Marilyn Cressy died at Porter Hospital on Wednesday after battling ill health for several months. She was 81.

A viewing is planned from 4 to 6 p.m. today at Horan & McConaty Funeral Home, 1091 S. Colorado Blvd. The funeral will be at 10 a.m. Saturday at the same location.

Marilyn Cressy, a teacher and manager of her husband’s businesses, seemingly had time for everything, including taking care of her disabled sister, Janet Boone, for 24 years.

Despite the groans of her children, Marilyn Cressy never stopped the learning vacations, said her daughter.

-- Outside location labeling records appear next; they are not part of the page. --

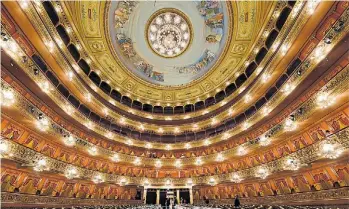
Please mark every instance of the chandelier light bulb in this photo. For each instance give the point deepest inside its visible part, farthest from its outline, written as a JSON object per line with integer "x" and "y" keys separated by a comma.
{"x": 115, "y": 158}
{"x": 71, "y": 173}
{"x": 69, "y": 141}
{"x": 98, "y": 179}
{"x": 331, "y": 151}
{"x": 324, "y": 101}
{"x": 236, "y": 178}
{"x": 93, "y": 151}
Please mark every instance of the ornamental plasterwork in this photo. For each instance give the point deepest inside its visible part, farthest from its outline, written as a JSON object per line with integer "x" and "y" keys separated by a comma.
{"x": 330, "y": 194}
{"x": 152, "y": 93}
{"x": 308, "y": 108}
{"x": 306, "y": 156}
{"x": 70, "y": 8}
{"x": 335, "y": 40}
{"x": 16, "y": 198}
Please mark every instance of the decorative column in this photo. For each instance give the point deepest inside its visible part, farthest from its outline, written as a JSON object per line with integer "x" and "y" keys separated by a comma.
{"x": 145, "y": 195}
{"x": 158, "y": 196}
{"x": 191, "y": 196}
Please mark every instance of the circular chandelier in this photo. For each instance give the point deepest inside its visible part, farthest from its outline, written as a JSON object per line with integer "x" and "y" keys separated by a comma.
{"x": 169, "y": 33}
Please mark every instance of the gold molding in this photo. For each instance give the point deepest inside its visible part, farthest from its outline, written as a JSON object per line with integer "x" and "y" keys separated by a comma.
{"x": 179, "y": 13}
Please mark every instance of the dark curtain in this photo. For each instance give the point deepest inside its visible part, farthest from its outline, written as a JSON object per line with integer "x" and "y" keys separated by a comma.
{"x": 151, "y": 197}
{"x": 162, "y": 197}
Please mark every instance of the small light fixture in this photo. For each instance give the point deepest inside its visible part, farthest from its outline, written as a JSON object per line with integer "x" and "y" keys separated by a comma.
{"x": 212, "y": 181}
{"x": 7, "y": 97}
{"x": 266, "y": 111}
{"x": 97, "y": 179}
{"x": 146, "y": 183}
{"x": 130, "y": 142}
{"x": 71, "y": 173}
{"x": 69, "y": 141}
{"x": 330, "y": 150}
{"x": 291, "y": 164}
{"x": 89, "y": 125}
{"x": 245, "y": 126}
{"x": 219, "y": 157}
{"x": 109, "y": 134}
{"x": 265, "y": 77}
{"x": 4, "y": 148}
{"x": 236, "y": 178}
{"x": 290, "y": 125}
{"x": 41, "y": 165}
{"x": 226, "y": 136}
{"x": 168, "y": 147}
{"x": 149, "y": 146}
{"x": 198, "y": 161}
{"x": 137, "y": 161}
{"x": 88, "y": 97}
{"x": 288, "y": 88}
{"x": 158, "y": 164}
{"x": 247, "y": 98}
{"x": 178, "y": 163}
{"x": 264, "y": 141}
{"x": 262, "y": 173}
{"x": 241, "y": 150}
{"x": 115, "y": 158}
{"x": 190, "y": 182}
{"x": 42, "y": 124}
{"x": 324, "y": 101}
{"x": 123, "y": 181}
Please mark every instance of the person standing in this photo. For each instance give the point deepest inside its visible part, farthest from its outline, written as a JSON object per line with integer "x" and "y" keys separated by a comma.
{"x": 237, "y": 202}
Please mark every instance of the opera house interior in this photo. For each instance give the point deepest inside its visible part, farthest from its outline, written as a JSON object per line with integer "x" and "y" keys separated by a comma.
{"x": 175, "y": 104}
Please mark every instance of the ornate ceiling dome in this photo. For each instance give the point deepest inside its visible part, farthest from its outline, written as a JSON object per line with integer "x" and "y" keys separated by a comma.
{"x": 169, "y": 43}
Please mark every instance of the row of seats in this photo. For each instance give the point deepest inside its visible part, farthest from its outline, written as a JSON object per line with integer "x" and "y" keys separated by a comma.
{"x": 197, "y": 206}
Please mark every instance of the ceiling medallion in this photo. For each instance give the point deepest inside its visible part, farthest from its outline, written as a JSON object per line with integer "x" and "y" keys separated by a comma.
{"x": 169, "y": 33}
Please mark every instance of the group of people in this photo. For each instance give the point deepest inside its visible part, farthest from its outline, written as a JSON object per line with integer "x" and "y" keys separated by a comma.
{"x": 171, "y": 202}
{"x": 236, "y": 201}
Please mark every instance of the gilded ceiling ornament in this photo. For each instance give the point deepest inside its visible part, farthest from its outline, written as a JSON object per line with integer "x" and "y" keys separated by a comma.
{"x": 169, "y": 33}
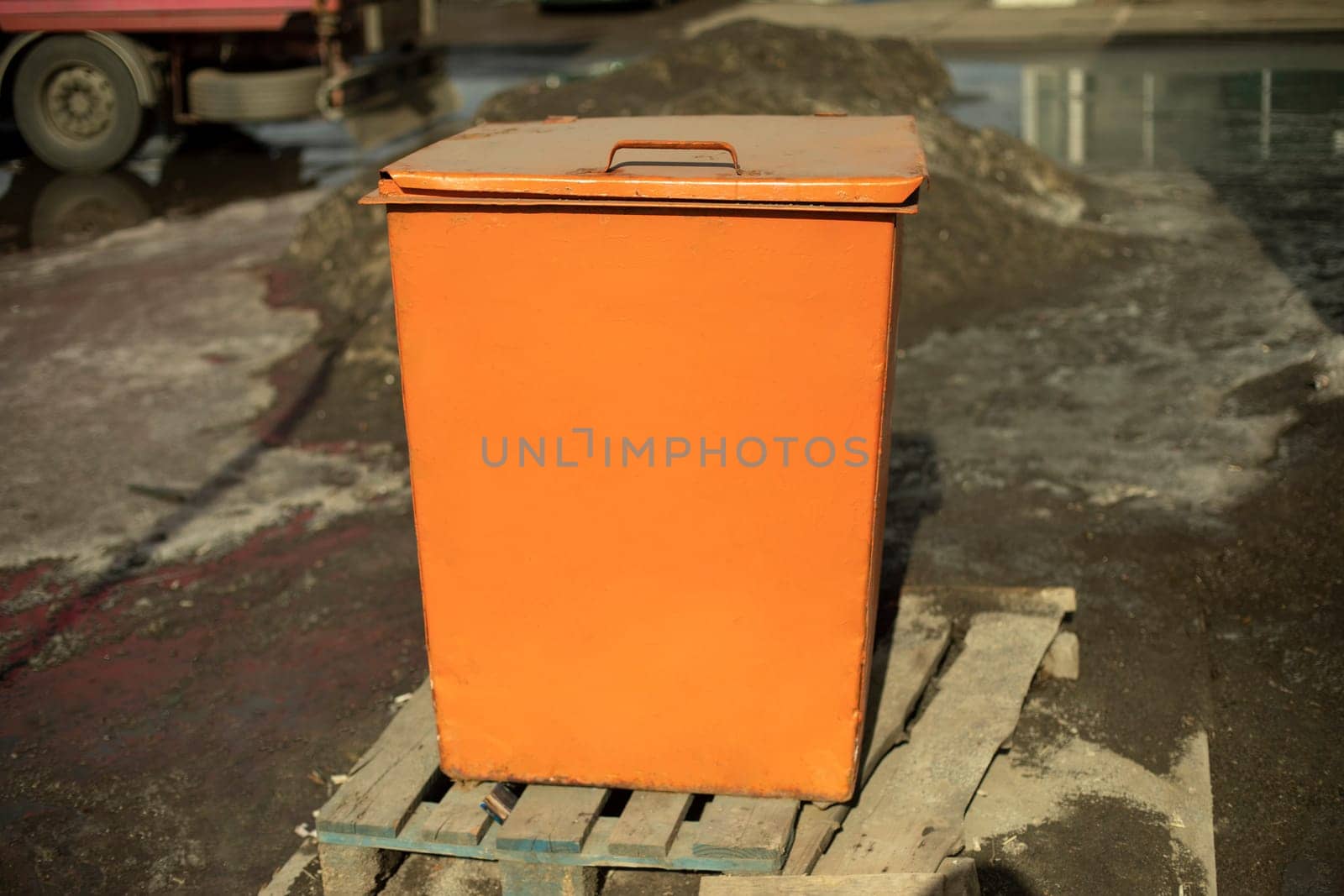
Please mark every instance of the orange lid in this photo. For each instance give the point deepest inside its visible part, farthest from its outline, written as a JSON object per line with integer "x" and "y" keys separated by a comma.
{"x": 831, "y": 160}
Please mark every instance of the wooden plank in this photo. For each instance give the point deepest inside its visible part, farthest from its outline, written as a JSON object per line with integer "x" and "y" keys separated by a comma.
{"x": 648, "y": 824}
{"x": 746, "y": 828}
{"x": 551, "y": 820}
{"x": 958, "y": 600}
{"x": 391, "y": 777}
{"x": 835, "y": 886}
{"x": 909, "y": 815}
{"x": 530, "y": 879}
{"x": 900, "y": 672}
{"x": 812, "y": 835}
{"x": 595, "y": 848}
{"x": 459, "y": 819}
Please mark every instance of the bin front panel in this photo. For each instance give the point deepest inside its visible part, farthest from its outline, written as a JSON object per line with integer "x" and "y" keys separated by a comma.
{"x": 602, "y": 609}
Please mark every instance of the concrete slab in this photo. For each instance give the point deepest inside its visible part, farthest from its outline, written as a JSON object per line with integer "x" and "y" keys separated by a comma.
{"x": 963, "y": 23}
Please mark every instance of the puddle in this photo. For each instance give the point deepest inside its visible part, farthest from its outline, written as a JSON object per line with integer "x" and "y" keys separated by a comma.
{"x": 1233, "y": 113}
{"x": 1205, "y": 107}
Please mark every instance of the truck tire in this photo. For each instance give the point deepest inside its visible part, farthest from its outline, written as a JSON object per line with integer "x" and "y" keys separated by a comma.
{"x": 76, "y": 105}
{"x": 253, "y": 96}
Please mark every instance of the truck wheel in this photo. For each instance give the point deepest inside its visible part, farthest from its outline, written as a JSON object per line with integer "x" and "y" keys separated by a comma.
{"x": 76, "y": 105}
{"x": 253, "y": 96}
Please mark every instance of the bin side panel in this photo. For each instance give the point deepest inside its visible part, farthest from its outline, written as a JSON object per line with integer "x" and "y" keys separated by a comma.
{"x": 608, "y": 598}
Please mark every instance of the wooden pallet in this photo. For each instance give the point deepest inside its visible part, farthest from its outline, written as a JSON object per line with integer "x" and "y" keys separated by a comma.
{"x": 398, "y": 802}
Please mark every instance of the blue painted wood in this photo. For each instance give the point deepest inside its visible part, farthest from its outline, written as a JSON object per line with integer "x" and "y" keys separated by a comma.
{"x": 596, "y": 849}
{"x": 551, "y": 819}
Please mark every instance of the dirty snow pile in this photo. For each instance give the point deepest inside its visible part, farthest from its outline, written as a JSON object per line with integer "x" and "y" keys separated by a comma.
{"x": 998, "y": 212}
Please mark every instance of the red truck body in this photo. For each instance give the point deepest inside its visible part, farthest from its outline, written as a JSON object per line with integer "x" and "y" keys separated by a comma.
{"x": 165, "y": 15}
{"x": 84, "y": 76}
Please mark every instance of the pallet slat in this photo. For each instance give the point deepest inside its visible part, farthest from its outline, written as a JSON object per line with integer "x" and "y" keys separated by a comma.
{"x": 648, "y": 824}
{"x": 390, "y": 778}
{"x": 551, "y": 820}
{"x": 746, "y": 828}
{"x": 839, "y": 886}
{"x": 900, "y": 672}
{"x": 459, "y": 817}
{"x": 909, "y": 815}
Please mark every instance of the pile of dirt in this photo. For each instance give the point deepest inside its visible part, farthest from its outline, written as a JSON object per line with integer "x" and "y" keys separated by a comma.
{"x": 999, "y": 217}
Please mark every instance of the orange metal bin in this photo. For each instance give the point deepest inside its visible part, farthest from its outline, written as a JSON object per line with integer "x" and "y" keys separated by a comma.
{"x": 647, "y": 379}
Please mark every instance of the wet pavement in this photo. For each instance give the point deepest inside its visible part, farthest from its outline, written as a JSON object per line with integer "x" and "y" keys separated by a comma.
{"x": 210, "y": 595}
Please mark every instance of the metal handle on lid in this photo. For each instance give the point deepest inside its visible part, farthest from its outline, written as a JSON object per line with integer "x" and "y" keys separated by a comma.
{"x": 672, "y": 144}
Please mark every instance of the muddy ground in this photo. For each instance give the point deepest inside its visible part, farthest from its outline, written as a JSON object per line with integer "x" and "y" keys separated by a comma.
{"x": 1131, "y": 385}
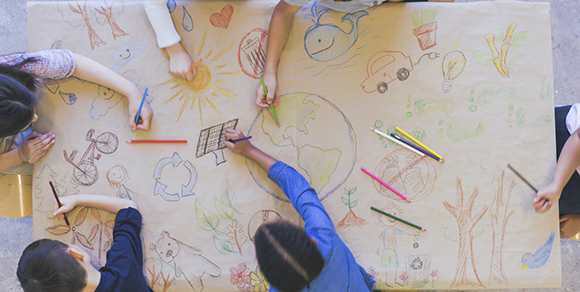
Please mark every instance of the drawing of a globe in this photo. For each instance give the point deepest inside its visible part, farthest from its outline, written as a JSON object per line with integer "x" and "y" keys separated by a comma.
{"x": 314, "y": 137}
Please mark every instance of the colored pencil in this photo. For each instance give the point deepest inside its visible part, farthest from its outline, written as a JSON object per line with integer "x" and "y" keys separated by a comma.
{"x": 58, "y": 202}
{"x": 398, "y": 219}
{"x": 397, "y": 142}
{"x": 522, "y": 178}
{"x": 271, "y": 106}
{"x": 418, "y": 142}
{"x": 154, "y": 141}
{"x": 417, "y": 147}
{"x": 141, "y": 106}
{"x": 241, "y": 139}
{"x": 385, "y": 184}
{"x": 196, "y": 64}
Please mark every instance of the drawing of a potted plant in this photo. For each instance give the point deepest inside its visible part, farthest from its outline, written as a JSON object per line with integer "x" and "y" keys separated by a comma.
{"x": 425, "y": 27}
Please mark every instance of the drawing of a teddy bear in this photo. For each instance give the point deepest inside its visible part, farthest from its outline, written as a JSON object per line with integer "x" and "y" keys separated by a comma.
{"x": 187, "y": 260}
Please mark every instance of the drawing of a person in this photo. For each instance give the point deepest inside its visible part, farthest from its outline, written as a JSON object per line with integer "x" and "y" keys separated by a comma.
{"x": 116, "y": 176}
{"x": 389, "y": 257}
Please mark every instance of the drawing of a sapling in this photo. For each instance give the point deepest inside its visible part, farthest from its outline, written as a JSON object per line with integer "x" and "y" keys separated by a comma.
{"x": 425, "y": 27}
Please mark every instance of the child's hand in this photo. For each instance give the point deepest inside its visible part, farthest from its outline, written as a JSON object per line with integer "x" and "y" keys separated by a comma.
{"x": 68, "y": 204}
{"x": 180, "y": 62}
{"x": 35, "y": 146}
{"x": 263, "y": 100}
{"x": 146, "y": 112}
{"x": 569, "y": 225}
{"x": 242, "y": 147}
{"x": 545, "y": 197}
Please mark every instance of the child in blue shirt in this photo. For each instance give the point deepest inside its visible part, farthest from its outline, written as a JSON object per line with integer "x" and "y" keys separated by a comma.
{"x": 50, "y": 265}
{"x": 292, "y": 258}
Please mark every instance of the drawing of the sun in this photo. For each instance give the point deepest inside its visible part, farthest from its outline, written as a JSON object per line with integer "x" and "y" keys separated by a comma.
{"x": 207, "y": 85}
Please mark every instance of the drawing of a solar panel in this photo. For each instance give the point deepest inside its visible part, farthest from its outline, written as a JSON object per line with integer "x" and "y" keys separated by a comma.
{"x": 213, "y": 139}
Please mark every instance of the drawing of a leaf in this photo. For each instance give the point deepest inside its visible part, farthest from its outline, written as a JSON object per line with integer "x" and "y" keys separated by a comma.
{"x": 223, "y": 210}
{"x": 84, "y": 241}
{"x": 95, "y": 212}
{"x": 483, "y": 58}
{"x": 205, "y": 218}
{"x": 81, "y": 216}
{"x": 58, "y": 229}
{"x": 223, "y": 246}
{"x": 520, "y": 38}
{"x": 354, "y": 203}
{"x": 94, "y": 232}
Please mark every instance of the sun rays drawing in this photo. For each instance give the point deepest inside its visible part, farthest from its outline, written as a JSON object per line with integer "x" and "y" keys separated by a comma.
{"x": 207, "y": 86}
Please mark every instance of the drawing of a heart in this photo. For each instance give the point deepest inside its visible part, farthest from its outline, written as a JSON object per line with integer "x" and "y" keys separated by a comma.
{"x": 222, "y": 19}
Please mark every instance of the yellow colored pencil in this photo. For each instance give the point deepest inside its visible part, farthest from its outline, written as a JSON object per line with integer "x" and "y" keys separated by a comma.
{"x": 418, "y": 142}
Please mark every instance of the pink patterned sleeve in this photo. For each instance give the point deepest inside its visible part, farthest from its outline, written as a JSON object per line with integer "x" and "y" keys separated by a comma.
{"x": 54, "y": 64}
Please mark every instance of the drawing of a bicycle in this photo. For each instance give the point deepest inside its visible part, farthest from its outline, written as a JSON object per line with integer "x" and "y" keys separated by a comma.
{"x": 85, "y": 172}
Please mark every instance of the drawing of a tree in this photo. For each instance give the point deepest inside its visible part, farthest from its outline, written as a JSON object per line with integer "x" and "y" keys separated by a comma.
{"x": 499, "y": 220}
{"x": 465, "y": 274}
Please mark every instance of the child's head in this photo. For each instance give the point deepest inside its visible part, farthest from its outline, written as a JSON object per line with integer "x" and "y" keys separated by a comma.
{"x": 287, "y": 256}
{"x": 17, "y": 98}
{"x": 48, "y": 265}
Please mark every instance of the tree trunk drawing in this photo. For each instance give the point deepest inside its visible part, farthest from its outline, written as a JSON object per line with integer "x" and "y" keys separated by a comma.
{"x": 499, "y": 221}
{"x": 93, "y": 37}
{"x": 465, "y": 273}
{"x": 107, "y": 11}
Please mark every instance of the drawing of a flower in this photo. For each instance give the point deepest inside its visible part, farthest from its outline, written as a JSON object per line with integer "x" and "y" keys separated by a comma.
{"x": 240, "y": 276}
{"x": 258, "y": 282}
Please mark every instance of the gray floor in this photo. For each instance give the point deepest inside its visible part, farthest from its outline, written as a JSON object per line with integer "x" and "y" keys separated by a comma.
{"x": 16, "y": 234}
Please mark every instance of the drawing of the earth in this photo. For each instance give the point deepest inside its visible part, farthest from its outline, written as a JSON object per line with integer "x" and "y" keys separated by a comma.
{"x": 314, "y": 137}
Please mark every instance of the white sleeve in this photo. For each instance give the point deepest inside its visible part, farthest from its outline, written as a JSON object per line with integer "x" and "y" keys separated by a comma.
{"x": 573, "y": 118}
{"x": 161, "y": 21}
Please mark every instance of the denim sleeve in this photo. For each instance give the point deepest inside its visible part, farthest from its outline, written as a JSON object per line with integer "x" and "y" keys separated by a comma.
{"x": 303, "y": 197}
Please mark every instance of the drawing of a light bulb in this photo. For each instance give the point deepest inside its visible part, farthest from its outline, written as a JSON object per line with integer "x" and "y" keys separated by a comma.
{"x": 453, "y": 65}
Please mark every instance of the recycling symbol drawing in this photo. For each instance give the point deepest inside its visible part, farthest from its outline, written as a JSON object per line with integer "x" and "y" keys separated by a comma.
{"x": 186, "y": 189}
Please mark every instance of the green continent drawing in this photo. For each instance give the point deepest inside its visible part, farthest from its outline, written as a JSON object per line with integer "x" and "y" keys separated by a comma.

Collette Cressy and her brother, Ken, found some of the flat states hugely boring, but their mother, whom she dubbed “the travel agent,” found them beautiful, said Collette Cressy. “It became a family joke; we had a lot of laughs over the years.”

And she has followed in her mother’s footsteps, often taking her own two children on learning vacations.

Marilyn Cressy “was enchanted with history,” said Ken Cressy, who has homes here and in Michigan. He said she taught them about a historic place in advance of visiting. “We were all enriched by her,” he said.

A descendant of Daniel Boone, Marilyn Boone was born in Hammond, Ind., on Aug. 23, 1929. She earned a history and education degree at Indiana University and taught in Aurora elementary schools and at Denver’s East High.

She married Clifford Cressy on Aug. 12, 1959.

For 40 years, she was the business manager for his insurance agency and Time Saver Tool Corp., a business that sold tools Clifford had invented. His primary inventions were attachments for vice grips.

Marilyn Cressy was active in the Democratic Party and helped start a Planned Parenthood clinic in Hammond, Ind.

Marilyn and Clifford Cressy took care of her sister Janet, who was mentally disabled, for 24 years. She died in 2003.

In addition to her daughter and son, Marilyn Cressy is survived by five grandchildren; three great-grandchildren; and her brother, Roger Boone, of Floyds Knobs, Ind.